The things I like most about soccer are its logical, easy-to-follow rules
06/24/2014 5:07 PM
06/24/2014 5:08 PM
Like 25 million other people around the country, at 5 p.m. Sunday I was watching the U.S.-Portugal World Cup soccer match.
And like most of them, I’ve never been a soccer fan, even though it’s the most popular sport in the world.
Until this year, I had never even seen a soccer goal scored live. Every time I watched, the ball just went back and forth and back and forth and back and forth and back and forth, and then it was kicked wide or over the goal or some guy was bouncing it off his head.
It’s a good thing in their first game of the tournament the U.S. scored in just 29 seconds, because the average attention span of an American soccer fan is 30 seconds.
Speaking of time, when is a soccer game officially over?
The match is 90 minutes long, and when the U.S. scored a goal in the 81st minute I thought all they had to do was hang on for nine more minutes.
But then Portugal scored 14 minutes later to tie it.
Apparently even though the clock keeps running, the referee is keeping track of how long players lie on the grass after getting kicked in the shin or pulling their hamstring or cracking their skulls together while trying to head the ball.
Then he adds that time back and they keep playing. Nobody except him knows exactly when the game will end. Even though the referee officially added five minutes in Sunday’s game, it wound up going an extra 28 seconds beyond that.
And the U.S. coach even argued that the game should have gone on a little longer!
There is no Jerry-size TV screen in the stadium with a clock ticking down the final seconds.
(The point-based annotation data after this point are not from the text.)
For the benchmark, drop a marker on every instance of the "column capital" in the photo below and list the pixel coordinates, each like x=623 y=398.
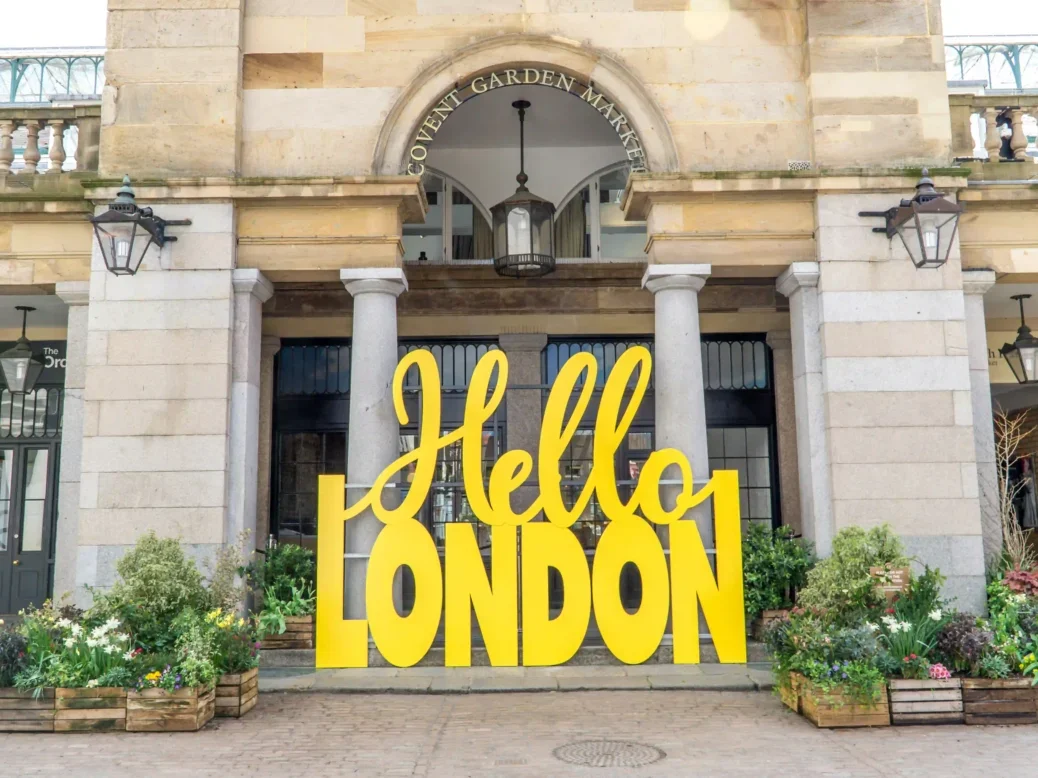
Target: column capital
x=977 y=281
x=780 y=339
x=251 y=281
x=378 y=280
x=796 y=276
x=73 y=293
x=522 y=341
x=659 y=277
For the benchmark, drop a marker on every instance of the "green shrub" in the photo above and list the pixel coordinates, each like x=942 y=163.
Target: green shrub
x=774 y=564
x=841 y=583
x=283 y=566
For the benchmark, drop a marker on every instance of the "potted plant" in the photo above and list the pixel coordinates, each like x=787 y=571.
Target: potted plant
x=925 y=693
x=20 y=711
x=238 y=687
x=774 y=565
x=831 y=670
x=180 y=696
x=285 y=576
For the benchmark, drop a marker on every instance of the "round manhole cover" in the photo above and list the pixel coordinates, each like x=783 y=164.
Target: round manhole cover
x=608 y=754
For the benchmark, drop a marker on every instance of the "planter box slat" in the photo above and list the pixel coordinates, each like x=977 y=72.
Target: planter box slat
x=159 y=711
x=1000 y=701
x=20 y=712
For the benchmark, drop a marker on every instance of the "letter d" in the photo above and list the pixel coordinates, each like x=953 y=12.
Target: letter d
x=545 y=640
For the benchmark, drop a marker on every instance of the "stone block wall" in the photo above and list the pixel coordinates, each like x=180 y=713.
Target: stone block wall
x=897 y=394
x=157 y=397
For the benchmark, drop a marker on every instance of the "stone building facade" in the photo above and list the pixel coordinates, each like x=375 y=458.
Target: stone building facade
x=708 y=159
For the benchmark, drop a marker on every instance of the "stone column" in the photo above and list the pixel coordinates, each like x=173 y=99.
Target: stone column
x=975 y=283
x=251 y=290
x=681 y=414
x=374 y=436
x=789 y=484
x=76 y=295
x=269 y=346
x=523 y=406
x=799 y=283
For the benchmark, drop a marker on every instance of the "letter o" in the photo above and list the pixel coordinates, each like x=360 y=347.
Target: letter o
x=404 y=640
x=631 y=637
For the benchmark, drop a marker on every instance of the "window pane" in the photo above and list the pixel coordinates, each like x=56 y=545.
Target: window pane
x=32 y=503
x=428 y=238
x=620 y=239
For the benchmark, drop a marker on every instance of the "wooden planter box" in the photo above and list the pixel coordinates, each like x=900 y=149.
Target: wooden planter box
x=760 y=624
x=1002 y=701
x=100 y=710
x=159 y=711
x=298 y=634
x=926 y=701
x=791 y=695
x=836 y=711
x=20 y=713
x=237 y=693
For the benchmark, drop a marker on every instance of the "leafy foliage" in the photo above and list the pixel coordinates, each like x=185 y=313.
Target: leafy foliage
x=12 y=655
x=774 y=564
x=842 y=583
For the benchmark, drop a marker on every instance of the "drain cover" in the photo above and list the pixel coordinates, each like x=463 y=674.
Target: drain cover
x=608 y=753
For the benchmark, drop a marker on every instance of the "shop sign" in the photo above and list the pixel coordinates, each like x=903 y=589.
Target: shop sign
x=524 y=77
x=452 y=591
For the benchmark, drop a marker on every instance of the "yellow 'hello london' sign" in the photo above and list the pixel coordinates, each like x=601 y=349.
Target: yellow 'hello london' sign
x=463 y=586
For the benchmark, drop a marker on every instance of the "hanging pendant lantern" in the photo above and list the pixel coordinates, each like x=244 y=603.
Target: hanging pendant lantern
x=524 y=234
x=1022 y=353
x=20 y=368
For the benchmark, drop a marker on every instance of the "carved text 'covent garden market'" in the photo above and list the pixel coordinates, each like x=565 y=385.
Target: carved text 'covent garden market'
x=524 y=77
x=453 y=590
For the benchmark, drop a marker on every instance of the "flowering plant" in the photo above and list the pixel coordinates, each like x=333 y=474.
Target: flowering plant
x=167 y=678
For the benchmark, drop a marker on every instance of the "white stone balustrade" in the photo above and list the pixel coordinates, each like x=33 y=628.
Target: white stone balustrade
x=71 y=136
x=979 y=121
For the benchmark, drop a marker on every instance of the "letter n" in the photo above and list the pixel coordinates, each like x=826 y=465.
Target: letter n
x=342 y=642
x=495 y=606
x=693 y=585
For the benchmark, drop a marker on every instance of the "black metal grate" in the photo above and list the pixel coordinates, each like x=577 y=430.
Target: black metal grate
x=36 y=415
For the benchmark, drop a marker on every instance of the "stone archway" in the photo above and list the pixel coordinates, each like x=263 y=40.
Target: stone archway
x=588 y=67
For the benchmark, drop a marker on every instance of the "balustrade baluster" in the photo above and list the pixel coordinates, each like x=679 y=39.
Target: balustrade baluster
x=31 y=154
x=6 y=145
x=992 y=138
x=56 y=151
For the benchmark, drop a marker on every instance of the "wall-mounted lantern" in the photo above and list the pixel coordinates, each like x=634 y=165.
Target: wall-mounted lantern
x=125 y=231
x=1022 y=353
x=20 y=368
x=524 y=228
x=926 y=224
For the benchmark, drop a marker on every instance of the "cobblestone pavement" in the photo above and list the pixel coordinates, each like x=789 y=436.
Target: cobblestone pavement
x=703 y=733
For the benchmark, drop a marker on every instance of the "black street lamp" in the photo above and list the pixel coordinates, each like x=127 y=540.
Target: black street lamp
x=926 y=224
x=126 y=230
x=524 y=234
x=20 y=368
x=1022 y=353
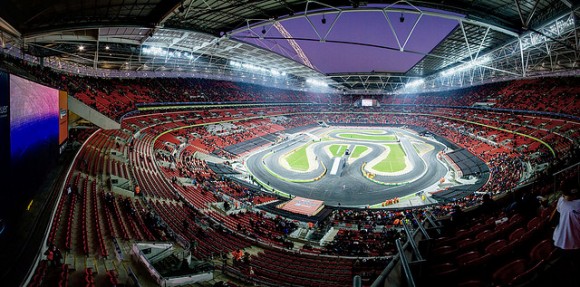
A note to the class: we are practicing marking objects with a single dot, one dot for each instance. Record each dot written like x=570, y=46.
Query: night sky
x=368, y=44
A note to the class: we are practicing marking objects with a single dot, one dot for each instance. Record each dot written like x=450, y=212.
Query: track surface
x=349, y=187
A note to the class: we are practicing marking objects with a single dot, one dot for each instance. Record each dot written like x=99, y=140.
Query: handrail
x=431, y=220
x=411, y=240
x=422, y=228
x=380, y=279
x=405, y=264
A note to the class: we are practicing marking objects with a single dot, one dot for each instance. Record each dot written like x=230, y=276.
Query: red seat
x=497, y=248
x=506, y=274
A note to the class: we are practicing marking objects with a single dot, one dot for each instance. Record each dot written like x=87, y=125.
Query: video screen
x=34, y=138
x=367, y=102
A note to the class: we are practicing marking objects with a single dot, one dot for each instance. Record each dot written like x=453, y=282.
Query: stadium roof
x=359, y=47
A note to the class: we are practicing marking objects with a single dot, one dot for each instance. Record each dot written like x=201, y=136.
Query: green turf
x=423, y=148
x=374, y=132
x=394, y=162
x=297, y=159
x=358, y=150
x=337, y=150
x=367, y=137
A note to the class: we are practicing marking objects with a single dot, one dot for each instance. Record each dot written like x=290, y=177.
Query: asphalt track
x=349, y=187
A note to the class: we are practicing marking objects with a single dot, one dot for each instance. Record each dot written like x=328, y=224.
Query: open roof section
x=376, y=38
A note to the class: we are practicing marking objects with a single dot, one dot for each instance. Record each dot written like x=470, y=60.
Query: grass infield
x=394, y=162
x=358, y=150
x=367, y=137
x=297, y=159
x=337, y=150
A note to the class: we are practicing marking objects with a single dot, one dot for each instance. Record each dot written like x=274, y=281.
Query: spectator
x=567, y=233
x=488, y=205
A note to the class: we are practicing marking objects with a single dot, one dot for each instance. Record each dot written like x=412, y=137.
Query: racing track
x=348, y=187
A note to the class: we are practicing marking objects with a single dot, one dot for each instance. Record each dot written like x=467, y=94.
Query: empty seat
x=506, y=274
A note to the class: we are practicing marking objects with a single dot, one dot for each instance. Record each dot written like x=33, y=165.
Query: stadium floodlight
x=256, y=69
x=414, y=83
x=316, y=83
x=466, y=66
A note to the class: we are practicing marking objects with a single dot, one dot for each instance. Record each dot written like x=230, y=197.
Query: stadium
x=289, y=143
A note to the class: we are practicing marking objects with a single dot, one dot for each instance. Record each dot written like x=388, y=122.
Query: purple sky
x=367, y=28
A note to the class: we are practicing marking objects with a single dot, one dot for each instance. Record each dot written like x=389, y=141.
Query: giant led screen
x=34, y=136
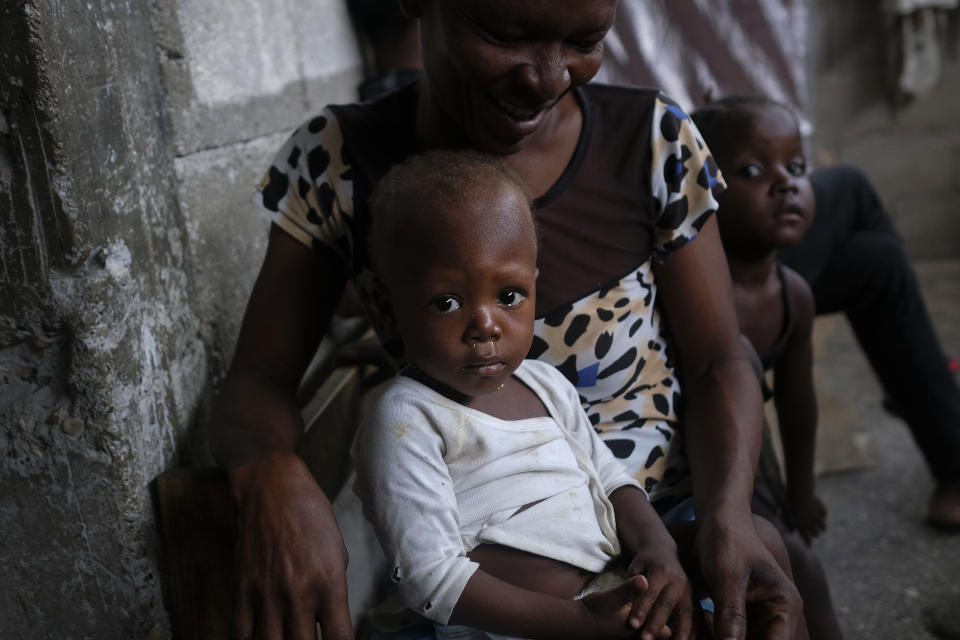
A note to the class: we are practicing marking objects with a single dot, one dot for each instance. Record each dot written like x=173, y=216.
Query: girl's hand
x=808, y=515
x=669, y=593
x=609, y=609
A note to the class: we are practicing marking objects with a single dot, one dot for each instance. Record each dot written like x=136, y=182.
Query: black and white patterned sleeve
x=685, y=180
x=306, y=191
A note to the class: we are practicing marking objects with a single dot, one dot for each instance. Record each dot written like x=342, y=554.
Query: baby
x=499, y=509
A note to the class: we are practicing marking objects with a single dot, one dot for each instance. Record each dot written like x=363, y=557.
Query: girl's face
x=769, y=202
x=496, y=68
x=462, y=294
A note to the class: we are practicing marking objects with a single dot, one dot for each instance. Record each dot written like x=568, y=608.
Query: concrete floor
x=891, y=576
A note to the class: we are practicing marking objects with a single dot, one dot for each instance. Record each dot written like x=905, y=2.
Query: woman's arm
x=291, y=561
x=722, y=421
x=796, y=405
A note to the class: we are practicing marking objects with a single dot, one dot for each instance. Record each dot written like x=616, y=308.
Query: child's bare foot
x=944, y=510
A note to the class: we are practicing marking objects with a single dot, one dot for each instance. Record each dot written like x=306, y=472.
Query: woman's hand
x=747, y=583
x=291, y=562
x=611, y=610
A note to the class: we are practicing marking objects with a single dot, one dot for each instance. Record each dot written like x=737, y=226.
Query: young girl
x=495, y=501
x=768, y=205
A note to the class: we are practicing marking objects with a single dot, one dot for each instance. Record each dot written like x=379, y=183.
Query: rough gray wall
x=909, y=147
x=127, y=250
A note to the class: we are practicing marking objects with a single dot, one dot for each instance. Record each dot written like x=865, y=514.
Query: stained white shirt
x=437, y=479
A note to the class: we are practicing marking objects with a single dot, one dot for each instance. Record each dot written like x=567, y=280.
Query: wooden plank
x=198, y=519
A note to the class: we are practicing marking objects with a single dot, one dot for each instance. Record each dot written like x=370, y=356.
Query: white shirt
x=437, y=479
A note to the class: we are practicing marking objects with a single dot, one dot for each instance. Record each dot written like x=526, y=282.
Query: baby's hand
x=669, y=592
x=609, y=609
x=809, y=516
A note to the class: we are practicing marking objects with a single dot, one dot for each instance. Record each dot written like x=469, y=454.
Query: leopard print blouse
x=640, y=185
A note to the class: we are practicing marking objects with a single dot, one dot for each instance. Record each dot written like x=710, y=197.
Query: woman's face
x=496, y=68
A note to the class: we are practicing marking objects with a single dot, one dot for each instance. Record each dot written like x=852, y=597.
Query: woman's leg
x=855, y=262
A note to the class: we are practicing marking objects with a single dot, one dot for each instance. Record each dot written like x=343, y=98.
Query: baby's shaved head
x=443, y=195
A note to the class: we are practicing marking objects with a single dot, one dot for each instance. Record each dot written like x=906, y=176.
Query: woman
x=502, y=76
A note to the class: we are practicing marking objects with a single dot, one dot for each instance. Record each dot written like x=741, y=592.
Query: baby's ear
x=411, y=8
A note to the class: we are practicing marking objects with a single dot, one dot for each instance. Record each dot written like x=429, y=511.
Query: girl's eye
x=445, y=304
x=502, y=38
x=511, y=297
x=587, y=46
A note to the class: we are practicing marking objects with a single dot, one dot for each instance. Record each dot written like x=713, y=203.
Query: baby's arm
x=642, y=535
x=646, y=540
x=796, y=405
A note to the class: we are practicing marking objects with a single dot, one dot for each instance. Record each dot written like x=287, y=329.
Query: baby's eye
x=511, y=297
x=588, y=45
x=797, y=169
x=445, y=304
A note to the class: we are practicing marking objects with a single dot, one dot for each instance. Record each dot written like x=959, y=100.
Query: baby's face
x=464, y=304
x=769, y=201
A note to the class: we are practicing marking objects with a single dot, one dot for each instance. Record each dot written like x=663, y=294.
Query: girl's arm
x=722, y=423
x=796, y=405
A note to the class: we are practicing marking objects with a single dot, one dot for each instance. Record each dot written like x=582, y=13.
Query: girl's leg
x=856, y=263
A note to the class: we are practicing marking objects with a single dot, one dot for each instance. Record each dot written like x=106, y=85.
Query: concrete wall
x=131, y=134
x=909, y=147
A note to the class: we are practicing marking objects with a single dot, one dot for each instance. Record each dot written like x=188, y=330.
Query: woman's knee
x=773, y=540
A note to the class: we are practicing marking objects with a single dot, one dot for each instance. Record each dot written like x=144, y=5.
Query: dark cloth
x=854, y=260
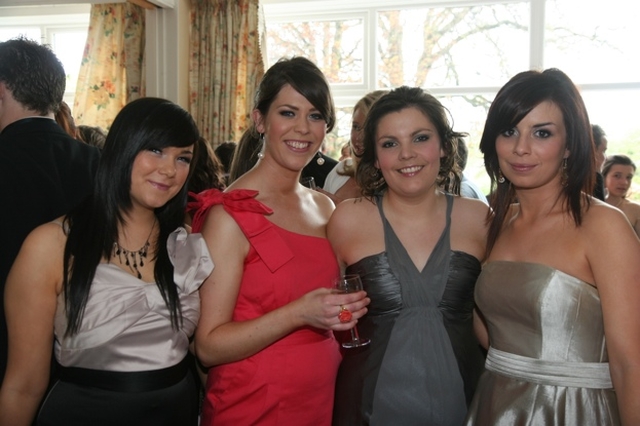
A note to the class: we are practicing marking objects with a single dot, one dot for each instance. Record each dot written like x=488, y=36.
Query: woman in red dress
x=268, y=311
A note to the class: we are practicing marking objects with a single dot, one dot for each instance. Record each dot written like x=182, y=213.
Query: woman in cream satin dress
x=560, y=290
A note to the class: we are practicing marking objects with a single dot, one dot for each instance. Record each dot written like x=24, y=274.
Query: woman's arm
x=613, y=251
x=30, y=299
x=221, y=340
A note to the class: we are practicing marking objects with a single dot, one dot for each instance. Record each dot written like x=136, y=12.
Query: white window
x=463, y=52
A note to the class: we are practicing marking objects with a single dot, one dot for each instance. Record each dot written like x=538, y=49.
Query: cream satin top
x=126, y=324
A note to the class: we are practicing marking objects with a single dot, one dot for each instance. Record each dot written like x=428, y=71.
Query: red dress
x=291, y=382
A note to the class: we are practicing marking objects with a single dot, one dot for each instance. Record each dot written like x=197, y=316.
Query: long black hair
x=513, y=102
x=143, y=124
x=306, y=78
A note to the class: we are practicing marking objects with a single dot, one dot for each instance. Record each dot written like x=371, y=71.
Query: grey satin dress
x=424, y=361
x=547, y=364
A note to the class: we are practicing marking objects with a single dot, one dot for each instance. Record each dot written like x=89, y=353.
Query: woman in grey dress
x=560, y=291
x=418, y=251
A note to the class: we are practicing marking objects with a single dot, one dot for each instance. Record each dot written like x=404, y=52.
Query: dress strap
x=249, y=214
x=591, y=375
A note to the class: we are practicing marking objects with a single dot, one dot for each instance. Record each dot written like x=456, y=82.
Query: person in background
x=208, y=170
x=64, y=118
x=268, y=312
x=92, y=135
x=560, y=289
x=247, y=153
x=418, y=251
x=114, y=286
x=225, y=152
x=341, y=182
x=44, y=172
x=618, y=171
x=468, y=188
x=600, y=142
x=319, y=167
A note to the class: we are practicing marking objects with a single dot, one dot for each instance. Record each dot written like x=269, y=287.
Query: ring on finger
x=344, y=315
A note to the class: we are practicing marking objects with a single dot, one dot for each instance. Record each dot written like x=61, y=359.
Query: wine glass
x=351, y=284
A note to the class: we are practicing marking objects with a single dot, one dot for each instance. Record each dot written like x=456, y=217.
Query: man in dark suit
x=44, y=172
x=319, y=168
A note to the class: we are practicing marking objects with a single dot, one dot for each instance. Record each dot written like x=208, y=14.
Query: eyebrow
x=417, y=132
x=314, y=109
x=544, y=124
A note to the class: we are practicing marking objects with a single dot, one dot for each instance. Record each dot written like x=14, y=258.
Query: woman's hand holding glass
x=321, y=308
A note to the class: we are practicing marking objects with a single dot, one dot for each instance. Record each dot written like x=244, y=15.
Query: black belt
x=121, y=381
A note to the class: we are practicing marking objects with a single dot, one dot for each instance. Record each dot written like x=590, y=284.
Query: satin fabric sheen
x=126, y=324
x=540, y=313
x=424, y=361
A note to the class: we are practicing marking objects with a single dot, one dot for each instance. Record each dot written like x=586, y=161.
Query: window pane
x=591, y=42
x=11, y=32
x=68, y=45
x=336, y=47
x=452, y=46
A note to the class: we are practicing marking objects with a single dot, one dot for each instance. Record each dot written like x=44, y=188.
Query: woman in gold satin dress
x=560, y=290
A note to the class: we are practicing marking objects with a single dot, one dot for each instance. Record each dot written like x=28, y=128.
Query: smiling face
x=601, y=153
x=530, y=154
x=408, y=151
x=158, y=174
x=618, y=179
x=293, y=129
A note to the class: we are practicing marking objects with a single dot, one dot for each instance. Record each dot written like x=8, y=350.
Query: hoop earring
x=564, y=178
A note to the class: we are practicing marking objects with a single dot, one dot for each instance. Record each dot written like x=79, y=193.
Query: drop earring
x=261, y=153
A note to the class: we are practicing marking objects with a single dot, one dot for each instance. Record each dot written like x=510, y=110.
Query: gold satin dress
x=548, y=363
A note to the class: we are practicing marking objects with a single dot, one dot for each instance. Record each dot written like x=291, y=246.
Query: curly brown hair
x=368, y=176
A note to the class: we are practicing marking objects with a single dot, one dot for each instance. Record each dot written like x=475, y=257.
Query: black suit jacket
x=319, y=171
x=44, y=173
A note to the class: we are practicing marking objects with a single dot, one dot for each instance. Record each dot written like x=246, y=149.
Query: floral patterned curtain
x=112, y=70
x=226, y=66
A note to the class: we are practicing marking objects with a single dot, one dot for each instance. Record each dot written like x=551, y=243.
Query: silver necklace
x=133, y=258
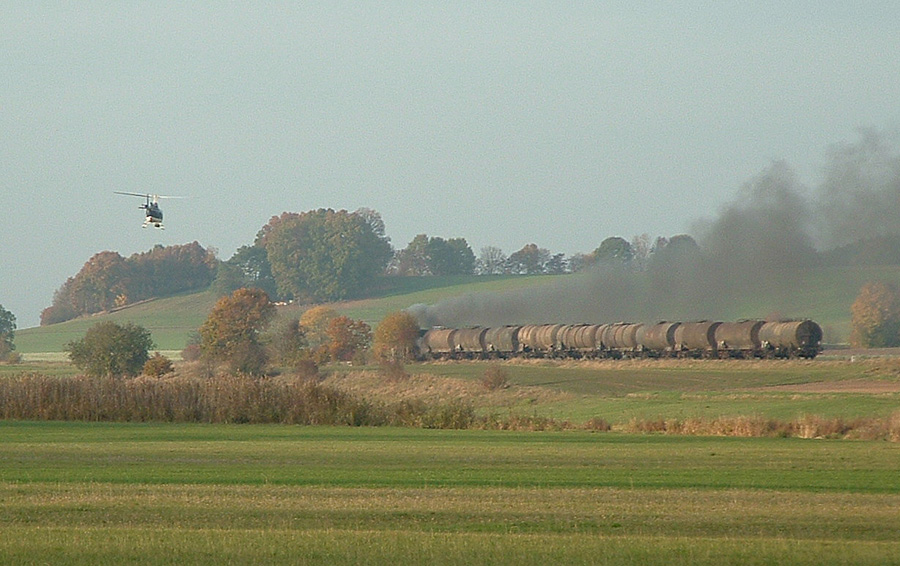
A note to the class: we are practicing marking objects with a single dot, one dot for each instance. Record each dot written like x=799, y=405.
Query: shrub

The referee just decides when it’s over.
Can you imagine that happening in the NFL or the NBA?
“RAY ALLEN CONNECTS ON A 3-POINTER AT THE BUZZER AND THE HEAT HAVE STUNNED THE SPURS AND FORCED GAME 7!
“No, wait, the referee has decided we’re going to play 30 more seconds because Dwyane Wade stopped to tie his shoe back in the first quarter.”
But if U.S. fans thought the timekeeping stunk, wait until we get a load of what might happen in the next game against Germany.
First off, of course, there’s the little matter of whether it would be better for the teams to get together and — wink-wink-nod-nod — decide to play to a tie, which would mean they both advance to the next round.
That happened before, in 1982, when Austria played West Germany. Both teams would advance as long as Germany didn’t win by more than two goals.
Germany took the lead and then both teams doodled around until the game was over (or when the ref said it was over).
Even though the coach of this year’s German team used to be the U.S. coach’s assistant and they are reportedly good friends, that won’t happen again.
But here’s the situation: If the U.S. loses to Germany 4-0 and Portugal beats Ghana 2-1, the team that moves on to the final round will be determined by a method totally unfamiliar to fans of other sports.
The first tie-breaker is goal differential. The second tiebreaker is goals scored. The third is head-to-head result.
And the fourth tiebreaker?
Rock, paper, scissors.
Not really, but just as stupid.
The drawing of lots.
They put both team names in a bowl and pick out the one who moves on to the next round.
Give me a four-hour baseball game any day.